Şirket Müdür/müdürler kurulu tarafından Şirketin iflasının bildirilmemesinin müeyyidesi icra iflas kanunun 345/a maddesine göre; İdare ve temsil ile görevlendirilmiş kimseler veya tasfiye memurları İİF kanunun 179.uncu maddesine göre şirketin mevcudunun borçlarını karşılamadığını bildirerek şirketin iflasını istemezler ise, alacaklılardan birinin şikayeti üzerine 10 günden üç aya kadar hapis cezası ile cezalandırılır hükmüne yer vermiştir.

SONUÇ

Müdür/müdürler kurulunun en önemli vazgeçilmez

görevlerinden bir tanesi de Şirketin borca batık durumunun tespit edilmesidir. TTK nu bunu 3 madde halinde dikkate almış.

(1) Şirket sermayesi ile Kanuni yedek akçeler toplamının yarısının zarar sebebiyle karşılıksız kalması, (2)Şirket sermayesi ile kanuni yedek akçeler toplamının üçte ikisinin zarar sebebiyle karşılıksız kalması, (3)Şirket aktiflerinin alacaklıların alacaklarının karşılanmasında yetersiz kalmasıdır. Söz konusu durum karşısında Müdür/Müdürler kurulunun gerekli özen ve risklerin erken teşhisi ve yönetimi komitesinin kurulması ile ilgi görevlerini yerine tam getirmemesi ve şirketin borca batıklık durumunu tespit edip mahkemeye bildirmemesi halinde alacaklılardan biri tarafından yapılacak bir şikayet üzerine10 günden 3 aya kadar hapis cezasına çarptırılabilir.
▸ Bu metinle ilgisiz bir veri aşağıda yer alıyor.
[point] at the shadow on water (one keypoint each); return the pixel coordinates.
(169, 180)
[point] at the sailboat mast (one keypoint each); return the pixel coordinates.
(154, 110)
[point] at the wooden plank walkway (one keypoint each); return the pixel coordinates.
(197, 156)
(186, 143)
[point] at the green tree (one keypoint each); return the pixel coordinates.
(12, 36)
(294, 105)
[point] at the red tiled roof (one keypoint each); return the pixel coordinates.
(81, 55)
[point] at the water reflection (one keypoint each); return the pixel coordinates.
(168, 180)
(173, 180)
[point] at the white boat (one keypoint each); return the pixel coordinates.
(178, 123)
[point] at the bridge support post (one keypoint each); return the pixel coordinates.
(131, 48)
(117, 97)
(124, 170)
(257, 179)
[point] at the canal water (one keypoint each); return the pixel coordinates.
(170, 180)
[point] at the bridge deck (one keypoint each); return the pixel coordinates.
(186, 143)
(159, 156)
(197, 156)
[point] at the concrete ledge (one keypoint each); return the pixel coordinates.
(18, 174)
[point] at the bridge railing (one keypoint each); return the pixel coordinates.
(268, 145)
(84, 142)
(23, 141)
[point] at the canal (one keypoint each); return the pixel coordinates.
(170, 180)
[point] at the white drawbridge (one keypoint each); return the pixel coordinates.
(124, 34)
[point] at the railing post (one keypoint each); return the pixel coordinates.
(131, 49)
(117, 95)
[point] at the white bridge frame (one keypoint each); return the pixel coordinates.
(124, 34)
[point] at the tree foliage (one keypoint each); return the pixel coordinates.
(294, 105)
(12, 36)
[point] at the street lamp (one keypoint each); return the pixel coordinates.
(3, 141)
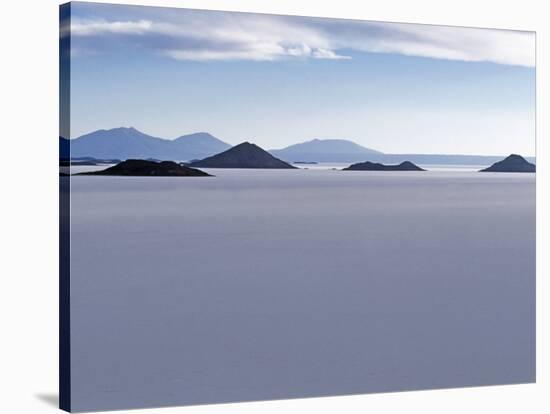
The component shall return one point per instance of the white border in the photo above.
(29, 207)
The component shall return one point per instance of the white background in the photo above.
(28, 227)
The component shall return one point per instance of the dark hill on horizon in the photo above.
(144, 168)
(512, 163)
(129, 143)
(245, 155)
(374, 166)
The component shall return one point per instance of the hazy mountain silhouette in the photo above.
(374, 166)
(512, 163)
(143, 168)
(324, 150)
(64, 149)
(245, 155)
(126, 143)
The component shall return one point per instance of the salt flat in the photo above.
(262, 284)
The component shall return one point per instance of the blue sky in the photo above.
(278, 80)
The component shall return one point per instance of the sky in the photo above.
(279, 80)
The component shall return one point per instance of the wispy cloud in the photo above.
(216, 36)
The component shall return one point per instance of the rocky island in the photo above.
(144, 168)
(512, 163)
(374, 166)
(245, 155)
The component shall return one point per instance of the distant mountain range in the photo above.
(325, 150)
(245, 155)
(127, 143)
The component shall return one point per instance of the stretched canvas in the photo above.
(261, 207)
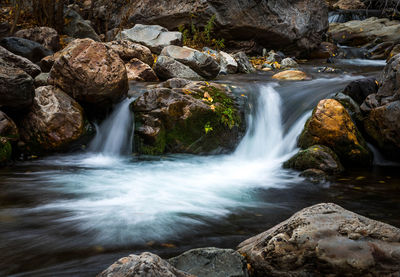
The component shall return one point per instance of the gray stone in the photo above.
(203, 64)
(143, 265)
(244, 65)
(325, 240)
(154, 37)
(167, 68)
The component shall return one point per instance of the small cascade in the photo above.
(114, 136)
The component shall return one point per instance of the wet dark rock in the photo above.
(29, 49)
(244, 65)
(46, 36)
(143, 265)
(325, 240)
(211, 262)
(16, 89)
(9, 59)
(199, 118)
(90, 72)
(203, 64)
(316, 157)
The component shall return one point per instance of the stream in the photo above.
(75, 214)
Günümüzde artık Banka ve ilgili kurumlarla çalışmayan şirket ve işletmeler söz konusu değildir. Meslektaşlar olarak mükelleflerimize bu konularda bilgilendirmek ve en azından yılsonları çıkartılan bilançolardan durum analizi yapmanın yerinde olacağı kanısındayım.